This company is one of the largest suppliers of systems and components to domestic and international commercial aircrafts in service today. They design, manufacture and services systems and components for commercial aviation, including environment temperature control, electrical generation, cooling systems, brakes, starting motors, nitrogen generation and fire protection.
This company was struggling to keep track of what components were in use on an asset in a digital twin initiative. The initiative is a virtual representation of a real-world physical system that serves as the indistinguishable digital counterpart for the purposes of improving predictive maintenance and supply chain decisions.
The challenge to implementing solutions to improve predictive maintenance and supply chain decisions is having an accurate record of what systems and components are in use and keeping track when service technicians do a replacement operation. Keeping track of the cycles and hours of utilizations is a prerequisite to any predictive maintenance program as there is often a gap between the “as used” configuration and the applications that track asset configurations. This company needed assistance with keeping up with the current “on board” configurations on assets in a challenge when components were maintained, replaced or overhauled.

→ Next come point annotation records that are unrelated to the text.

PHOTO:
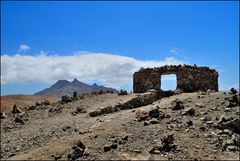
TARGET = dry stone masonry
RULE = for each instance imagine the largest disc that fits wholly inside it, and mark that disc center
(189, 78)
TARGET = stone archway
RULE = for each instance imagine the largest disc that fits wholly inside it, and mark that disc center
(189, 78)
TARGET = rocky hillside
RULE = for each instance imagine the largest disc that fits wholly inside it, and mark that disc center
(64, 87)
(197, 126)
(22, 101)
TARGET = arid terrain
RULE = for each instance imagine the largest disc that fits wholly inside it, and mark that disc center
(198, 126)
(22, 101)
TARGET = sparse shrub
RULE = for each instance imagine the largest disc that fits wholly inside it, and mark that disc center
(122, 92)
(75, 94)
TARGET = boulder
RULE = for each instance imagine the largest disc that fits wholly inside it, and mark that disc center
(154, 113)
(154, 121)
(76, 151)
(16, 109)
(233, 125)
(177, 104)
(189, 111)
(3, 115)
(75, 94)
(122, 92)
(46, 102)
(166, 145)
(233, 91)
(19, 120)
(66, 99)
(141, 115)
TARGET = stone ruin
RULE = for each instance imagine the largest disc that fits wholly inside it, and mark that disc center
(189, 78)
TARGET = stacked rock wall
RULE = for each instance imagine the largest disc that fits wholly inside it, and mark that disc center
(189, 78)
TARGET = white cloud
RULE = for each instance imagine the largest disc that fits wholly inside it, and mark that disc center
(176, 51)
(110, 70)
(23, 47)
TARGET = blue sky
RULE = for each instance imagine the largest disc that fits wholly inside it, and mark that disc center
(42, 35)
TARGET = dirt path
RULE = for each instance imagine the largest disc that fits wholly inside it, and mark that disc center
(47, 136)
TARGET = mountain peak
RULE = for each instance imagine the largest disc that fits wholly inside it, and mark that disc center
(64, 87)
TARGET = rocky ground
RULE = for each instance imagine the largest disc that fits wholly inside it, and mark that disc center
(198, 126)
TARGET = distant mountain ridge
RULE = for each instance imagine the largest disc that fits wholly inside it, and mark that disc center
(64, 87)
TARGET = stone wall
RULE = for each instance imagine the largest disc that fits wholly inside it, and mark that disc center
(189, 78)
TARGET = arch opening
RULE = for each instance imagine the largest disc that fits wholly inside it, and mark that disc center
(168, 82)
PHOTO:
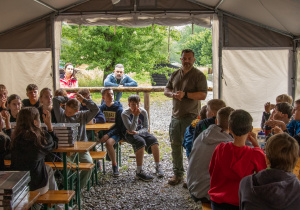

Baker Tilly worked with the company to deploy a computer vision application to identify model information and version number during maintenance operations to improve the accuracy of the digital twin by reducing friction from the tracking process. Maintenance technicians used a mobile device to take pictures of the asset tag number and then take pictures of identification numbers of parts before taking them out of the packing material. This enabled them to identify the model number and serial number which then updated the “on board” current configuration of the digital twin.
This solution improved the accuracy and coverage by 70% and helped reconciled the gap of between the configurations in the digital twin as compared to the parts and components in use on the asset.